In essence, to posit cases is to engage in ontological speculation regarding what is obdurately real but only partially and indirectly accessible through social science. Bringing a realist perspective to the case question deepens and enriches the dialogue, clarifying some key issues while sweeping others aside.

cases are actual entities, reflecting their operations of real causal mechanism and process patterns;

case studies are interactive processes and are open to revisions and refinements; and

social phenomena are complex, contingent and context-specific.

Ragin (2013 , p. 532) concludes:

Lurking behind my discussion of negative case, populations, and possibility analysis is the implication that treating cases as members of given (and fixed) populations and seeking to infer the properties of populations may be a largely illusory exercise. While demographers have made good use of the concept of population, and continue to do so, it is not clear how much the utility of the concept extends beyond their domain. In case-oriented work, the notion of fixed populations of cases (observations) has much less analytic utility than simply “the set of relevant cases,” a grouping that must be specified or constructed by the researcher. The demarcation of this set, as the work of case-oriented researchers illustrates, is always tentative, fluid, and open to debate. It is only by casing social phenomena that social scientists perceive the homogeneity that allows analysis to proceed.

In summary, case studies are relevant and potentially compatible with a range of different epistemologies. Researchers’ ontological and epistemological positions will guide their choice of theory, methodologies and research techniques, as well as their research practices. The same applies to the choice of authors describing the research method and this choice should be coherent. We call this research alignment , an attribute that must be judged on the internal coherence of the author of a study, and not necessarily its evaluator. The following figure illustrates the interrelationship between the elements of a study necessary for an alignment ( Figure 1 ).

In addition to this broader aspect of the research as a whole, other factors should be part of the researcher’s concern, such as the rigor and quality of case studies. We will look into these in the next section taking into account their relevance to the different epistemologies.

4. Rigor and quality in case studies

Traditionally, at least in positivist studies, validity and reliability are the relevant quality criteria to judge research. Validity can be understood as external, internal and construct. External validity means identifying whether the findings of a study are generalizable to other studies using the logic of replication in multiple case studies. Internal validity may be established through the theoretical underpinning of existing relationships and it involves the use of protocols for the development and execution of case studies. Construct validity implies defining the operational measurement criteria to establish a chain of evidence, such as the use of multiple sources of evidence ( Eisenhardt, 1989 ; Yin, 2015 ).
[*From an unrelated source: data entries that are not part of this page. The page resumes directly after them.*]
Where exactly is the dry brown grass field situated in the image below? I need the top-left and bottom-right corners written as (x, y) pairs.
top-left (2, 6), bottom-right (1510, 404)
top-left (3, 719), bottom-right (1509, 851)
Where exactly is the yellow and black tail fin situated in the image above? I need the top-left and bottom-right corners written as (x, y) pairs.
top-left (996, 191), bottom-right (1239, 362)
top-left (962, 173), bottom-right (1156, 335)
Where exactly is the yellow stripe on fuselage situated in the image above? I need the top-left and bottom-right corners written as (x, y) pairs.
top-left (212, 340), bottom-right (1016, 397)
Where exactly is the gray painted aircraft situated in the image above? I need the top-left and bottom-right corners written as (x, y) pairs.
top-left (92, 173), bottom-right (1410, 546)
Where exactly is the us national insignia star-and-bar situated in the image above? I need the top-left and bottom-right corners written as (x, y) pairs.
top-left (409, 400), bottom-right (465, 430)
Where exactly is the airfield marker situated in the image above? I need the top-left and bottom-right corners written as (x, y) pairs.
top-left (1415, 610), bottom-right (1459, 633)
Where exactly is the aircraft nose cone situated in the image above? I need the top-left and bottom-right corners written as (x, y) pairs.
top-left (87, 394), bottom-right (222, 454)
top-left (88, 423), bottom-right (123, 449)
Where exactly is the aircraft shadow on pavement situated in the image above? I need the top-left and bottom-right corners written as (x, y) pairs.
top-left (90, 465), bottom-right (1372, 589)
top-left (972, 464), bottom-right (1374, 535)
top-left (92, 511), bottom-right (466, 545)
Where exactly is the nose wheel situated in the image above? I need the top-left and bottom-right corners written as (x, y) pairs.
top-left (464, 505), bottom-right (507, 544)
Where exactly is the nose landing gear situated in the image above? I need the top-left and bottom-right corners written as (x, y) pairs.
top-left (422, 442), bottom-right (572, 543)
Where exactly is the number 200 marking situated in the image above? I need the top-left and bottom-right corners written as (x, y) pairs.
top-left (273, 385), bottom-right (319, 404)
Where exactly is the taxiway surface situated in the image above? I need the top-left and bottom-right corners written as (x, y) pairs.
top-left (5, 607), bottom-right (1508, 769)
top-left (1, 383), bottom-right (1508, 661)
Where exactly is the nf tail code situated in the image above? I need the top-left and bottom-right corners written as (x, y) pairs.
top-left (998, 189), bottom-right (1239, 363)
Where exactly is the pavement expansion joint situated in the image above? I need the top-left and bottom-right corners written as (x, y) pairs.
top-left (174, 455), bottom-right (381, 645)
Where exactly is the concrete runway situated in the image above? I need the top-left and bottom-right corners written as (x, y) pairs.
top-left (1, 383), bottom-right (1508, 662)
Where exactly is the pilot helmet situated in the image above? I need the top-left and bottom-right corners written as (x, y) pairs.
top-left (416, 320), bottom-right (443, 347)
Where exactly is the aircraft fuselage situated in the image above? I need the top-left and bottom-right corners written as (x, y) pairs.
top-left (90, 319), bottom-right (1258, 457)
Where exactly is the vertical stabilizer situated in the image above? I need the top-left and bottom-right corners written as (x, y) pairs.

Reliability implies conducting other case studies, instead of just replicating results, to minimize the errors and bias of a study through case study protocols and the development of a case database ( Yin, 2015 ).

Several criticisms have been directed toward case studies, such as lack of rigor, lack of generalization potential, external validity and researcher bias. Case studies are often deemed to be unreliable because of a lack of rigor ( Seuring, 2008 ). Flyvbjerg (2006 , p. 219) addresses five misunderstandings about case-study research, and concludes that:

[…] a scientific discipline without a large number of thoroughly executed case studies is a discipline without systematic production of exemplars, and a discipline without exemplars is an ineffective one.

theoretical knowledge is more valuable than concrete, practical knowledge;

the case study cannot contribute to scientific development because it is not possible to generalize on the basis of an individual case;

the case study is more useful for generating rather than testing hypotheses;

the case study contains a tendency to confirm the researcher’s preconceived notions; and

it is difficult to summarize and develop general propositions and theories based on case studies.

These criticisms question the validity of the case study as a scientific method and should be corrected.

The critique of case studies is often framed from the standpoint of what Ragin (2000) labeled large-N research. The logic of small-N research, to which case studies belong, is different. Cases benefit from depth rather than breadth as they: provide theoretical and empirical knowledge; contribute to theory through propositions; serve not only to confirm knowledge, but also to challenge and overturn preconceived notions; and the difficulty in summarizing their conclusions is because of the complexity of the phenomena studies and not an intrinsic limitation of the method.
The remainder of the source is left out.